Toyotomi Hideyori (豊臣 秀頼, born September 8, 1593, precise time and place of death debated) was the son and designated successor of Toyotomi Hideyoshi, the general who first united all of Japan. His mother, Yodo-dono, was the niece of Oda Nobunaga.
When Hideyoshi died in 1598, the five regents he had appointed to rule in Hideyori's place began jockeying amongst themselves for power. Tokugawa Ieyasu seized control in 1600, after his victory over the others at the Battle of Sekigahara. Hideyori's arranged marriage to Senhime, the seven-year-old granddaughter of Ieyasu, was designed to mitigate Toyotomi clan dissension and plotting. In this period, the eight-year-old boy practiced calligraphy with phrases wishing for peace throughout the world. However, Ieyasu continued to view the young Hideyori as a potential threat.
Tokugawa forces attacked Hideyori in the Siege of Osaka in the winter of 1614. The attack failed, but Hideyori was induced to sign a truce and dismantle the defenses of his stronghold at Osaka Castle.
In April 1615, Ieyasu received word that Toyotomi Hideyori was gathering even more troops than in the previous November, and that he was trying to stop the filling of the moat of Osaka Castle. Toyotomi forces (often called the Western Army) began to attack contingents of the Shogun's forces (the Eastern Army) near Osaka. On June 5, 1615, as Toyotomi's forces began to lose the battle, a smaller force led directly by Hideyori sallied forth from Osaka Castle too late, and was chased right back into the castle by the advancing enemies. There was no time to set up a proper defense of the castle, and it was soon set ablaze and pummeled by artillery fire. Hideyori and his mother committed seppuku, and the final major uprising against Tokugawa rule for another 250 or so years was put to an end. His widow remarried but later became a Buddhist nun.

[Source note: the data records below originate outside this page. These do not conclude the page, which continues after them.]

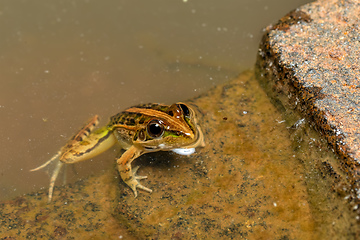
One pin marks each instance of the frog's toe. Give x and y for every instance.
(134, 183)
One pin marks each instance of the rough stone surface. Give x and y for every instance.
(310, 61)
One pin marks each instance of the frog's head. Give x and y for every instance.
(169, 128)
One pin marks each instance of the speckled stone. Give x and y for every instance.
(310, 61)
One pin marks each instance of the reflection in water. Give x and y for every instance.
(63, 62)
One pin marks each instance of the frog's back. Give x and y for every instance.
(131, 117)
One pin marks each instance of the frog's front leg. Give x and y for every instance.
(127, 174)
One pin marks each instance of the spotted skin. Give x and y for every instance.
(138, 130)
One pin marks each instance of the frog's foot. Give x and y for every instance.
(54, 175)
(133, 182)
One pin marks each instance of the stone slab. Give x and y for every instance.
(246, 183)
(310, 61)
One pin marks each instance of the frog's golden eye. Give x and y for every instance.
(155, 129)
(185, 110)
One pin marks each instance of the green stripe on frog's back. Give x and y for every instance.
(133, 118)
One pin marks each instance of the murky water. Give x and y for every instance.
(62, 62)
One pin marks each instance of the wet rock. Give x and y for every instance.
(310, 61)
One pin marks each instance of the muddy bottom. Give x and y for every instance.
(258, 177)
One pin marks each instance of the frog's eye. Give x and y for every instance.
(155, 129)
(185, 110)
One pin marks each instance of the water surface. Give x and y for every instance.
(62, 62)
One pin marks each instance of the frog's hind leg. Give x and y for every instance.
(55, 173)
(53, 179)
(47, 163)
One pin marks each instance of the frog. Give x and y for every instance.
(138, 130)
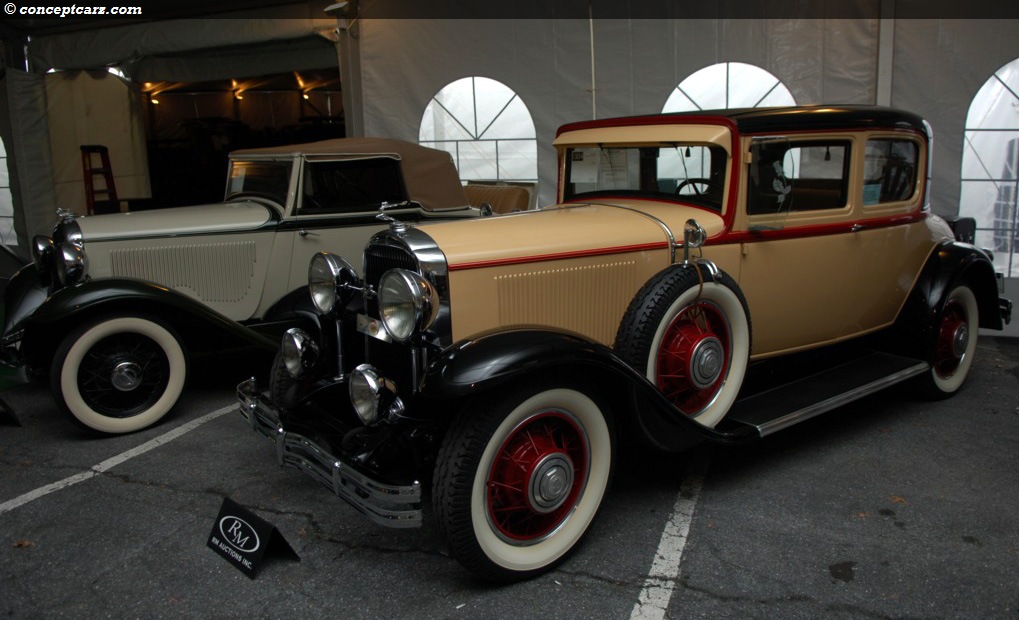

According to James Murdoch's A History of Japan During The Century of Early Foreign Discourse, based heavily upon the works of many Japanese sources (the Nihon Shoki, Miyoshi-Ki, and many more) as well as heavily based on the writings of the Jesuits, their annual letters, the letters of Will Adams and the diaries of Adams' Dutch comrades, the events of Hideyori's death and the final fall of Osaka Castle were as such - Sanada Yukimura had been tactician of the climactic battle outside the gates of Osaka. Recognizing that they had a serious numerical disadvantage, they decided to attempt a tactic of inducing surprise and confusion in the Tokugawa camp. This was to be effected by first, Osaka captain Akashi Morishige getting behind the Tokugawa van, which would then be taken with Akashi's surprise attack, fall on Akashi, allowing Sanada with his troops and Mori Katsunaga, who was in charge of the Osaka Ronin, to fall into the Tokugawa front. When the confusion was to be at its height, Hideyori would have marched out of Osaka castle with his home troops and would in theory be the final blow to the Tokugawa.